As hepatites virais são contagiosas e podem ser transmitidas de pessoa para pessoa, embora as vias de transmissão variem consoante o tipo de vírus:

  • Hepatite A — transmitida principalmente pela via fecal-oral, ingerindo comida ou água contaminada com fezes de uma pessoa infetada. Pode ser transmitida por via sexual, através de práticas de sexo oral-anal com uma pessoa infetada;
  • Hepatite B — transmitida pelo contacto com sangue ou fluidos (sémen e corrimento vaginal) de uma pessoa infetada;
  • Hepatite C — transmite-se pelo contacto com sangue infetado (mesmo que em pequenas quantidades).

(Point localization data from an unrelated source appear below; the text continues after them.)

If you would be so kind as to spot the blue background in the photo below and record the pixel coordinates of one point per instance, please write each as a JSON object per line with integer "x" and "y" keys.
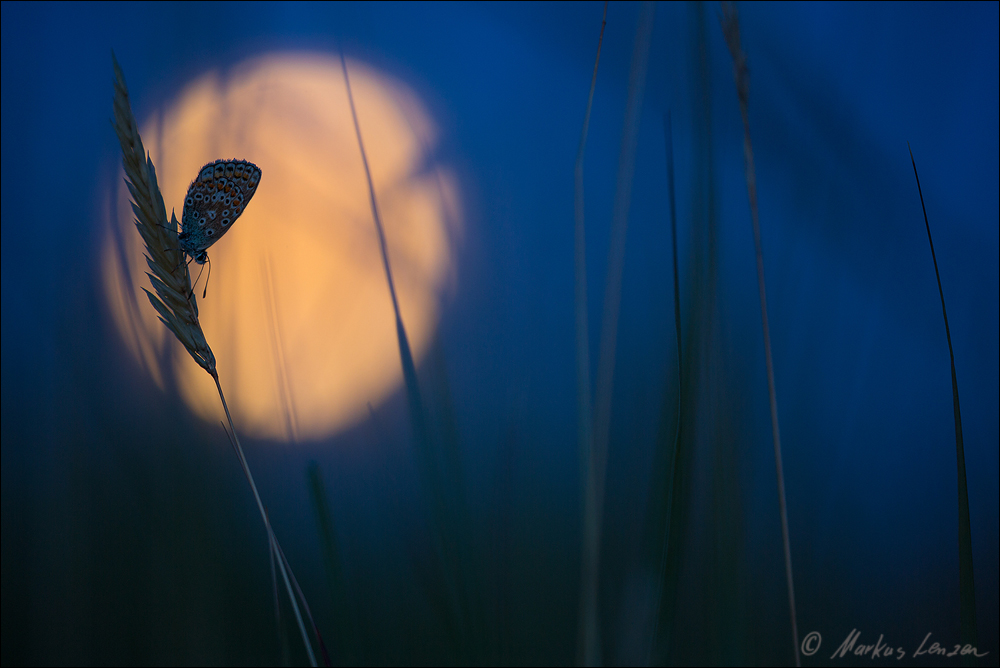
{"x": 130, "y": 536}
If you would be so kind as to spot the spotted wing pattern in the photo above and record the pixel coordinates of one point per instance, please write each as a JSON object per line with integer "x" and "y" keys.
{"x": 213, "y": 203}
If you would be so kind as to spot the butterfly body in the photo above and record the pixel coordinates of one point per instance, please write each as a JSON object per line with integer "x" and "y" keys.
{"x": 214, "y": 200}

A transmissão sexual ocorre principalmente quando há exposição a sangue durante o ato sexual (práticas sexuais traumáticas, durante a menstruação, em pessoas com lesões genitais ou infeções sexualmente transmissíveis concomitantes, ou em homens que têm sexo com homens com práticas de maior risco);
  • Hepatite D — só ocorre em pessoas infetadas pelo vírus da hepatite B, uma vez que o vírus D é biologicamente incapaz de se replicar sem a presença do vírus B. É principalmente transmitido pelo contacto com sangue ou fluidos corporais infetados;
  • Hepatite E — transmite-se principalmente pela ingestão de água contaminada e carne malcozinhada (especialmente de porco, javali ou veado);
  • Hepatite G — transmite-se, sobretudo, pelo contacto com sangue infetado, embora também possa haver transmissão durante relações sexuais sem preservativo.
As hepatites tóxicas, metabólicas e autoimune não são contagiosas.

Resumindo:

 Hepatite

Agente viral

Principal via de transmissão

Risco de cronicidade

Profilaxia (vacina)

A

VHA (picornavírus)

Fecal-oral (alimentos/água contaminados), sexo oral-anal

Não

Sim (altamente eficaz)

B

VHB (hepadnavírus)

Sangue, fluidos sexuais, via perinatal (mãe-filho)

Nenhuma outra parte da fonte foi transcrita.